Republicans won big at the state level Tuesday, and now control a record 67 chambers across the country.
The previous all-time high was 64 chambers in 1920. In 27 states, Republicans control both chambers, and in 23 states they control both chambers and the governor’s mansion. Democrats have complete control of just seven.
Arkansas is one of those states, following Asa Hutchinson’s win in the governor’s race over Democrat Mike Ross. Democrats lost majorities in ten chambers, including the Colorado, Maine and New York state senates, plus both houses of West Virginia.
“Voters overwhelmingly elected a new, open, innovative future for their families by electing state-level Republicans in record numbers across the nation, including in traditionally blue states,” Republican State Leadership Committee President Matt Walter said in a statement.
Democrats have dominated state chambers for much of the past century with the help of a process of redistricting that occurs every 10 years following the national census. Democrats used that system to redraw district lines to their advantage.
But in 2000, Republicans were finally able to use it to their advantage in state and congressional races– and their strategy worked. In 2008, following two big elections for Democrats, the GOP held about the same number of chambers as they had following massive losses in the 1984 Reagan landslide. And in 2010, Republican controlled more than at any other time in modern history.
Control of state chambers doesn’t get much media attention, but it has a huge impact on national politics and policy. It allows governors to implement policies or reform that can be replicated by other states or at the national level, depending on their success.
Gov. Sam Brownback recently passed sweeping tax reform in Kansas, and his win is a victory for aggressive conservative fiscal policy around the country. Had he lost, other governors would likely have abandoned the idea of implementing similar policies in their state. (RELATED: Brownback Gets An ‘A’ For Politically Dangerous Tax Cuts)
Republicans could still pick up two more chambers in Maine and Colorado, where results are still pending.

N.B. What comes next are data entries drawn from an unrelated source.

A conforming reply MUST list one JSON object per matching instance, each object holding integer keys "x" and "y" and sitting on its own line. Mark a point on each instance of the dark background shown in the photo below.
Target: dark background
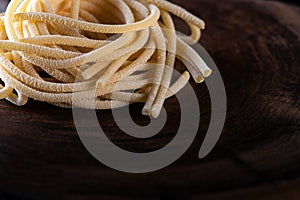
{"x": 256, "y": 46}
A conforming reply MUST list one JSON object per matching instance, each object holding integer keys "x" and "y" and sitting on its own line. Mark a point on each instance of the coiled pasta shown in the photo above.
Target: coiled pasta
{"x": 121, "y": 51}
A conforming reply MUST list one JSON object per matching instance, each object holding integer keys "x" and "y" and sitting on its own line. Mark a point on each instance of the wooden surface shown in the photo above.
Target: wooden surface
{"x": 256, "y": 45}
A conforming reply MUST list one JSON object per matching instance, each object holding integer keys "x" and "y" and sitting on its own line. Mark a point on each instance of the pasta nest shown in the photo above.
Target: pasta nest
{"x": 107, "y": 53}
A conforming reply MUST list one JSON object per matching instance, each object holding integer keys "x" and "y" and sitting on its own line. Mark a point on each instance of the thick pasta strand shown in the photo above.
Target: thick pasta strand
{"x": 96, "y": 54}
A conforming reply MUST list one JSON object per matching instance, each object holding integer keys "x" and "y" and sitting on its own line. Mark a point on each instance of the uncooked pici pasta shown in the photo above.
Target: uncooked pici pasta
{"x": 121, "y": 51}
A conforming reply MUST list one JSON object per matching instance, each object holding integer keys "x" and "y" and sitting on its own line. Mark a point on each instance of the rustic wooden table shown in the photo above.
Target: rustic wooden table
{"x": 256, "y": 45}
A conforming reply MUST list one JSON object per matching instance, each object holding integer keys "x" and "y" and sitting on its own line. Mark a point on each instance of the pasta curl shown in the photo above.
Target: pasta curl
{"x": 108, "y": 53}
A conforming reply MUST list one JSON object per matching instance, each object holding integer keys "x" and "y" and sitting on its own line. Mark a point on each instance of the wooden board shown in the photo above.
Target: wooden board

The Democratic Congressional Campaign Committee blamed the heavy losses on an unfriendly map and hostile political environment. “This has been a record-breaking year for us,” DLCC Executive Director Michael Sargeant said in a statement. “We had our best fundraising year to date, recruited some of the best candidates we’ve ever seen, knocked on more doors than ever before– but it just wasn’t enough to overcome the difficult political environment.”